An Online Bootstrap for Time Series
Nicolai Palm, Thomas Nagler
TL;DR
An Online Bootstrap for Time Series develops an online bootstrap that preserves dependence in streaming data by using autoregressive resampling weights. The method forms $X_i^*=\frac{V_i}{\overline{V}_n}X_i$ with $V_i$ following an autoregressive rule $V_i=1+\rho_i(V_{i-1}-1)+\sqrt{1-\rho_i^2}\zeta_i$ and $\rho_i=1-i^{-\beta}$, enabling cheap online updates and consistent uncertainty quantification. The authors establish asymptotic validity under stationarity and $\alpha$-mixing, identify the optimal $\beta_{opt}=\sqrt{2}-1$, and show a convergence rate of $\mathcal{O}(n^{-{\beta}/{(1+\beta)}})$ for variance estimation.

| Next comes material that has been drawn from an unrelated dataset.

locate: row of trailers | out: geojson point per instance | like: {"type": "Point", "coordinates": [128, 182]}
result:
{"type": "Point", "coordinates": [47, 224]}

Through simulations on iid, MA, nonlinear, and GARCH-type processes, the AR-bootstrap demonstrates reliable coverage and competitive computation time versus block-based methods, while also extending to transformed statistics and multivariate settings via the delta method. The framework offers a practical tool for online uncertainty quantification in ML tasks such as empirical risk minimization and bandit algorithms, bridging classical resampling with modern streaming data needs.
Abstract
Resampling methods such as the bootstrap have proven invaluable in the field of machine learning. However, the applicability of traditional bootstrap methods is limited when dealing with large streams of dependent data, such as time series or spatially correlated observations. In this paper, we propose a novel bootstrap method that is designed to account for data dependencies and can be executed online, making it particularly suitable for real-time applications. This method is based on an autoregressive sequence of increasingly dependent resampling weights. We prove the theoretical validity of the proposed bootstrap scheme under general conditions. We demonstrate the effectiveness of our approach through extensive simulations and show that it provides reliable uncertainty quantification even in the presence of complex data dependencies. Our work bridges the gap between classical resampling techniques and the demands of modern data analysis, providing a valuable tool for researchers and practitioners in dynamic, data-rich environments.